四肢を犠牲にし真っ直ぐ向かって来る遥久は、倒れ込みながら執念でナイフを振り上げ、足を刺す。
その上で自分の長身を以前負傷した白川の左肩にもたせかけて自由を奪い、ナイフを回し柄側を白川の額へ……
「君は優しいね」
汚れを避けた事が伝わったらしい。
薄い笑いを浮かべた白川のナイフは、容赦なく遥久の喉元にオレンジ色の筋をつけていた。
集まった一同を前に、白川が呆れ顔で言った。
「色々な意味で油断禁物、ということかね。私もいい勉強になったよ」
だがそれもいいだろうとも思うのだ。
日々、心を殺さねば対処できないような戦いに赴く学生達だ。
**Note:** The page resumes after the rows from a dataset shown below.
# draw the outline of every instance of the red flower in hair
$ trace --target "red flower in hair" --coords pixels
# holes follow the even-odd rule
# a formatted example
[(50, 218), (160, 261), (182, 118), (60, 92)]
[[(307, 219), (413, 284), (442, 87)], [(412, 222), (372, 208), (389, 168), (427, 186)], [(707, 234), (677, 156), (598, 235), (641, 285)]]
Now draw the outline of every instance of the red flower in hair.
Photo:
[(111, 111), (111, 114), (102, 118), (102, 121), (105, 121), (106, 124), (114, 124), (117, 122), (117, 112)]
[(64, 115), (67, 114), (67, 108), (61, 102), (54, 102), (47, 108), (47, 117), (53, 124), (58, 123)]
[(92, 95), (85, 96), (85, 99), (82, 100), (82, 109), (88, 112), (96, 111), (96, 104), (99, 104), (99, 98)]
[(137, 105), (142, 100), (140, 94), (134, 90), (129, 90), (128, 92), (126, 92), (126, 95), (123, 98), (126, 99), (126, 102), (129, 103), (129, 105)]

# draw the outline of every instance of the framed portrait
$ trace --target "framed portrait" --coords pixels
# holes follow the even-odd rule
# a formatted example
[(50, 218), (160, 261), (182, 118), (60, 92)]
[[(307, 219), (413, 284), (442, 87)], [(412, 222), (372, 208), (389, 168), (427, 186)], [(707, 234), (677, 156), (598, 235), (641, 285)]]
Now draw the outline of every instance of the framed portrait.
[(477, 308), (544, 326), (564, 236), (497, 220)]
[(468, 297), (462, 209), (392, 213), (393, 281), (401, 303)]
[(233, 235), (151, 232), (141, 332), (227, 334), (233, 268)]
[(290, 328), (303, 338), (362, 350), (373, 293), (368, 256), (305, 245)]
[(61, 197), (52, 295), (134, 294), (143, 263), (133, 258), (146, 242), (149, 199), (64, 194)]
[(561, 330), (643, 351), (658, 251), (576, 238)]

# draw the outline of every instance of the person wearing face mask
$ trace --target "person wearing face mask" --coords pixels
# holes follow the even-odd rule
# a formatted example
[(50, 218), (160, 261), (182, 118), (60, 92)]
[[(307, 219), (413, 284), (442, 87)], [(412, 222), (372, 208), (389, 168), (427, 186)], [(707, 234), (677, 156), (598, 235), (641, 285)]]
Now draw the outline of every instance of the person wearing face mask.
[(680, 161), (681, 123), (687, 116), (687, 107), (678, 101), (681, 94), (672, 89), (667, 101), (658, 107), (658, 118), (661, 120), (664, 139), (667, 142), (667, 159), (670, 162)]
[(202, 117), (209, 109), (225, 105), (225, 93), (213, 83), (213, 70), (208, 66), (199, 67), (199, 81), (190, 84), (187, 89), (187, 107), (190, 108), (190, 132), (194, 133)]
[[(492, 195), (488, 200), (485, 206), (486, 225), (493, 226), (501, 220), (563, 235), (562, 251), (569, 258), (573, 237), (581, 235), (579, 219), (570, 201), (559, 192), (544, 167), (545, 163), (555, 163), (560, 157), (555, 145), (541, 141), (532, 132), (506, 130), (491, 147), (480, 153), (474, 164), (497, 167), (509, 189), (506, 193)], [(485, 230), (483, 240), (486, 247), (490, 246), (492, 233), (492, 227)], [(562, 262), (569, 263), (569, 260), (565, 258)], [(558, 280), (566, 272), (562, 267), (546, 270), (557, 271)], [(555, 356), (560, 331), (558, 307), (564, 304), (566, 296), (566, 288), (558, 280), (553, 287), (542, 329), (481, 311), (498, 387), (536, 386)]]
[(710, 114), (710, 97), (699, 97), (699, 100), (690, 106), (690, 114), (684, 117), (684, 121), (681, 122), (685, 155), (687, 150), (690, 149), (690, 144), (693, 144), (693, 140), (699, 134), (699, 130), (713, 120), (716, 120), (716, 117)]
偶にはこんな風に、思いきり羽目を外す機会も必要だろう。
「結果として寸志なしにはなるがね」
ニヤリと笑う白川に、アスハが重々しく頷いた。
「流石教官だった、な……ではその寸志の予算で鰻でも食べつつ、反省会でもどうだろう」
即座に遥久が素晴らしい笑顔を向ける。
「反省をしつつ食事の席で交流をも深める、大変良い提案ですね」
「うわ―、鰻! おなか減ってたんよねえ〜!」
万歳する未来。
「おお、太っ腹だねぃ」
遊夜、ギィネシアヌ、ジェンティアン、エイルズレトラも口元が笑っている。
「先生、ありがとうございます! 鰻のお店なら任せてください〜」
「な、何だって……?」
舌の肥えた焔のお薦めでは、寸志の予算など遥かに超えてしまうだろう。
「何、あくまでも提案、だ」
そう言いながらアスハが『まさか断らないよな?』という目を向けた。
結局、模擬戦より遥かに高度な連携により、恐怖の反省会へ追い込まれて行く白川であった……。